Addressing the Cheltenham Literature Festival, the former Archbishop of Canterbury, Dr. Rowan Williams, called for government to include “a faith perspective” in policy deliberations. From The Blaze:
What Williams advocated was for a middle group approach between a perspective that wants religion to be the basis of all laws and one in which faith isn’t addressed at all outside of church doors.
The government’s role in this case, then, is to facilitate discussions that ensure that minority views on controversial issues — or any issue at all for that matter — are considered in the wider discussion. Rather than winning the debate, per se, religious views help round it out, he argued.
Williams presents a spectrum of authoritarianism, with hardcore theocrats on the one end and religious suppressors on the other. What does “a middle group” on that axis look like? Would they advocate for religious-based laws half the time and suppress religious rights the other half?
How about this. Instead of giving religion a place at government’s table, let’s limit government’s role to protecting the rights of each individual, whether they harbor faith or not. The best way to protect minority views is to empower the greatest minority, the individual.
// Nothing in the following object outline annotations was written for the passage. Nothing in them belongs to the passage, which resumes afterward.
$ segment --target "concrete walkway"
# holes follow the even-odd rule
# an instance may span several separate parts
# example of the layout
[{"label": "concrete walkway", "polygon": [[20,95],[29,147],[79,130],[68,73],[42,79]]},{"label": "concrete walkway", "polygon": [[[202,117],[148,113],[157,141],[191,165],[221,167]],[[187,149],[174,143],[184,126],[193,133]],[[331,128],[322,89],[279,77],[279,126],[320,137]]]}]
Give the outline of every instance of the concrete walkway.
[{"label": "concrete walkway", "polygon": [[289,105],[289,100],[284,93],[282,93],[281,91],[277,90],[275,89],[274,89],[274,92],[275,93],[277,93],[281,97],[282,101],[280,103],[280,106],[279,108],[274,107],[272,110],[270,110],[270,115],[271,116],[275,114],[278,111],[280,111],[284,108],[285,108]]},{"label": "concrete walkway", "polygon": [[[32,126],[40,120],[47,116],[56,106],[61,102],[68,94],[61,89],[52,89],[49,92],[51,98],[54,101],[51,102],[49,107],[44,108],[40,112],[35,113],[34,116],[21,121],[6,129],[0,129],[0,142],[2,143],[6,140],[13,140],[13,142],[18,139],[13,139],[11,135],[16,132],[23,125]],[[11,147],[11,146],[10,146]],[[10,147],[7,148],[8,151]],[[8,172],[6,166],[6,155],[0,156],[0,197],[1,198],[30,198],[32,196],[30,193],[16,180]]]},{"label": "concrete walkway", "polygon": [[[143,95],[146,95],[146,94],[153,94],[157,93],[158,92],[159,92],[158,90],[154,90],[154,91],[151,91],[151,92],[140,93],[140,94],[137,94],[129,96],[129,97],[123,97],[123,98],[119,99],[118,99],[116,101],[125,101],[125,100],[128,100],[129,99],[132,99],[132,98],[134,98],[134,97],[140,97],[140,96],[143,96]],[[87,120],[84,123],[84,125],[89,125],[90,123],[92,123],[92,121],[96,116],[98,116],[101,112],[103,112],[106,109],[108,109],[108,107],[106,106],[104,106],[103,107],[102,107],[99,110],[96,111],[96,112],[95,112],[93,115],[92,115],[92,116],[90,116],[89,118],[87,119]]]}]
If government remains barred from interfering in an individual’s private judgment, then religious rights will stand unmolested.
The vague alternative which Williams suggests would only place more cooks in the statist kitchen. This idea that every different perspective must have special representation in government, whether religious or racial or any other variety, assumes that such inclusion will produce better policy. But the quality of policy depends upon its effect on individual liberty, not the diversity of its authors. A diverse body of dictators proves no more sufferable than a homogenous one.